宇都宮学園対室蘭大谷 決着のつかないPK戦の結末
第65回大会(1986年度)準々決勝
宇都宮学園 0-0(PK15対14) 室蘭大谷
時の私は小学校1年生。そもそもPK戦に5人目以降があることを初めて知ったのがこのときだった。宇都宮学園高校は黒崎久志、室蘭大谷高校は財前恵一と、いわゆる“超高校級”の10番を擁し、大会屈指の好カードと称されていた一戦は、0対0のまま80分間が終了する。
だが、もつれ込んだPK戦は一向に決着する気配がない。5人目までは両チームが全員成功。サドンデス方式に入っても、双方のキッカーがことごとくゴールを決めていく。両GKも含めた22人が誰1人失敗せず、まさかの2巡目に突入。先攻の宇都宮学園は15人目の根岸誠一のキックが、とうとう相手GK星野元彦のセーブに阻まれる。そして最後は室蘭大谷の西舘武志がきっちり沈め、熱戦に終止符。2年生だった根岸の泣き崩れる姿が印象深い。

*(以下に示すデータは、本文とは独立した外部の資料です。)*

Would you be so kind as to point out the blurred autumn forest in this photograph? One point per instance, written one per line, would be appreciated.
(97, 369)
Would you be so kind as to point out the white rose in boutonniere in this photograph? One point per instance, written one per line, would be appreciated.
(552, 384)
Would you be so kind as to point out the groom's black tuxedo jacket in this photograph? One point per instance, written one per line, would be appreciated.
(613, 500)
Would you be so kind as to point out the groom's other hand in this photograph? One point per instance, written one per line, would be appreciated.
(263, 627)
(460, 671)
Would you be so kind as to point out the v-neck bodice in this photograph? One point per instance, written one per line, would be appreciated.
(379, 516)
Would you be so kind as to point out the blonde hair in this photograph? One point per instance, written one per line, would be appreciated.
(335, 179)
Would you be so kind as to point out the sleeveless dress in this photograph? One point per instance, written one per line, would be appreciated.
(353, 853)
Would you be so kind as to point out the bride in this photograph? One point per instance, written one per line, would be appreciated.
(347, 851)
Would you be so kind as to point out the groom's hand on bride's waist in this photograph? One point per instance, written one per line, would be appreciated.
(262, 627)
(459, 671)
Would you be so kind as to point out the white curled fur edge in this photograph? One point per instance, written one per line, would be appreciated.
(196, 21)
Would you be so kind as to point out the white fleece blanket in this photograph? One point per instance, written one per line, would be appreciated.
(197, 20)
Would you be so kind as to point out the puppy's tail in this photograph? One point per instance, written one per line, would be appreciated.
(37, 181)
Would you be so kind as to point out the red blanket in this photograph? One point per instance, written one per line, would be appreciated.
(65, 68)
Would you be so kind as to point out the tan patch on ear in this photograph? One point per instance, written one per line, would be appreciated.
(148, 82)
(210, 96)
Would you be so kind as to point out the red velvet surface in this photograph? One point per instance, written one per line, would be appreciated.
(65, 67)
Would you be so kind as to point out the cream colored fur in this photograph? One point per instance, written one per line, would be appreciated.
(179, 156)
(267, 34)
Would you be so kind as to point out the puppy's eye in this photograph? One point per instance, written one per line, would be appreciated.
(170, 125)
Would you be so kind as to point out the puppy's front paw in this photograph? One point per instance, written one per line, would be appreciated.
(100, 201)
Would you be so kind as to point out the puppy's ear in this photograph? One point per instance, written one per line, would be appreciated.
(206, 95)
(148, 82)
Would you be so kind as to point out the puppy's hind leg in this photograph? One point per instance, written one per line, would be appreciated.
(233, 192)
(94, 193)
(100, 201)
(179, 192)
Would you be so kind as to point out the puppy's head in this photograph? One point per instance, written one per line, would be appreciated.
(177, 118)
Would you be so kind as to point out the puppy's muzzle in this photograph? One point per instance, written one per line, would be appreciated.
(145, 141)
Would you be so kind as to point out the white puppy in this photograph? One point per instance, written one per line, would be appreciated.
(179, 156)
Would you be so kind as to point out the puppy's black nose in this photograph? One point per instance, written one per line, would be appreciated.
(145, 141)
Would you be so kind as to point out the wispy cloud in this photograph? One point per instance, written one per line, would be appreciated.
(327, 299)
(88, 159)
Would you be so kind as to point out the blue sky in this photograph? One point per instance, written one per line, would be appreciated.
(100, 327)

なお、この歴史的な試合の主審はワールドカップで笛を吹いた経験も持つ高田静夫。PK戦が終わったあと、黒崎は高田主審からおもむろに「PK戦の2巡目は、1巡目とキッカーの順番を変えてもよかったんだよ」と教えられ、「何でそれを今言うんだ……」と思ったことをおぼろげながら覚えているという。
両チーム合わせて30人が蹴ったPK戦は、長らく選手権の最長記録として語り継がれていたが、第97回大会で帝京長岡高校対旭川実業高校が17対16というPK戦を演じ、32年ぶりに記録が更新されたことも付け加えておきたい。